Freddy juga memastikan Projo tidak menempatkan PSI sebagai rival politik. Sebaliknya, Projo tidak pernah menggunakan nama PSI ketika menyampaikan sikap maupun pandangan politik organisasi.
Karena itu, Freddy menjelaskan setiap pernyataan Budi Arie harus dilihat berdasarkan kapasitas ketika pernyataan tersebut disampaikan.
Jika berbicara sebagai individu, pernyataan itu merupakan tanggung jawab pribadi Budi Arie. Sementara jika disampaikan sebagai Ketua Umum Projo, sikap tersebut merupakan hasil pembahasan internal organisasi.
Penjelasan itu disampaikan Freddy untuk meluruskan polemik yang muncul setelah video Budi Arie membahas kemungkinan Pemilu 2029 berlangsung lebih cepat menjadi viral.
"Dan kalau Pak Budi Arie berbicara, tentu itu adalah tanggung jawab Pak Budi Arie sebagai pribadi atau dalam kapasitas organisasi yang memang sedang dijalankannya, kalau Budi Arie berbicara dan menyampaikan sesuatu sebagai Ketua Umum Projo, seperti pernyataannya yang viral beberapa hari ini, tentu itu sudah melalui kajian dan diskusi internal Projo yang intens serta melihat dinamika serta peristiwa politik yang terjadi," bebernya.
Projo Sebut PSI sebagai Saudara
Freddy kemudian menekankan pentingnya menjaga relasi antara Projo dan PSI meskipun keduanya berdiri sebagai organisasi yang berbeda.
Dia menilai perbedaan sikap politik tidak seharusnya berkembang menjadi konflik. Freddy menyebut Projo tetap memandang PSI sebagai saudara dalam perjuangan politik.
Salah satu contohnya adalah usulan Projo agar Jokowi menjadi Ketua Umum PSI. Menurut Freddy, usulan tersebut merupakan aspirasi organisasi dan keputusan akhirnya tetap menjadi kewenangan internal PSI.
"Kami mengusulkan Pak Jokowi menjadi Ketua Umum PSI karena kami percaya Pak Jokowi memiliki kapasitas untuk membawa PSI menjadi kekuatan politik yang lebih besar."

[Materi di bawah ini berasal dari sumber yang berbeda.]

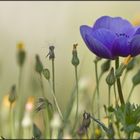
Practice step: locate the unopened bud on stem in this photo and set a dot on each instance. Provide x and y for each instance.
(75, 60)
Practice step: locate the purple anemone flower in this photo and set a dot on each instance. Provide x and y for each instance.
(111, 37)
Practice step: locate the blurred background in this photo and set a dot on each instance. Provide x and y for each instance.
(40, 24)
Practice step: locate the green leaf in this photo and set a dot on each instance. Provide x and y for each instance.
(46, 73)
(36, 132)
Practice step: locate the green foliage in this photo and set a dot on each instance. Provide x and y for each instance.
(38, 65)
(110, 79)
(105, 66)
(36, 132)
(21, 57)
(131, 64)
(46, 73)
(129, 116)
(136, 78)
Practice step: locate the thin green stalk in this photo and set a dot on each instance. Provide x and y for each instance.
(42, 113)
(119, 83)
(53, 75)
(56, 103)
(42, 87)
(12, 123)
(130, 93)
(124, 78)
(20, 100)
(116, 102)
(98, 94)
(109, 88)
(77, 90)
(94, 93)
(20, 79)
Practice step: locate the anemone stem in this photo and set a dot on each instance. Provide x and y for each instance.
(119, 83)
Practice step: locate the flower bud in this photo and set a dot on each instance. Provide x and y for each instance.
(86, 120)
(111, 131)
(98, 132)
(120, 70)
(44, 103)
(21, 54)
(136, 78)
(105, 66)
(110, 79)
(51, 52)
(36, 132)
(12, 95)
(97, 59)
(39, 65)
(46, 73)
(131, 65)
(75, 60)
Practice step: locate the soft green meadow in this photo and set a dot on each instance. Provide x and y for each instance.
(52, 86)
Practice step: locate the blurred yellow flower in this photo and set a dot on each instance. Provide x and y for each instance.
(5, 101)
(30, 103)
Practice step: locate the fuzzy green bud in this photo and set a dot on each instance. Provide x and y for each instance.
(97, 59)
(136, 78)
(36, 132)
(20, 54)
(86, 120)
(131, 65)
(38, 65)
(110, 79)
(51, 53)
(105, 66)
(12, 95)
(75, 60)
(46, 74)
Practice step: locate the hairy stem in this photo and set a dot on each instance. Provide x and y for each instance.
(53, 76)
(130, 93)
(56, 103)
(119, 83)
(77, 102)
(97, 85)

"Tetapi keputusan akhirnya tetap berada di tangan PSI. Kami menyampaikan usulan, bukan mengambil keputusan," jelasnya.
Freddy mengatakan Projo tidak memiliki kepentingan untuk memaksakan usulan tersebut kepada PSI. Menurutnya, Projo hanya menyampaikan pandangan dan menghormati mekanisme yang berlaku di dalam partai.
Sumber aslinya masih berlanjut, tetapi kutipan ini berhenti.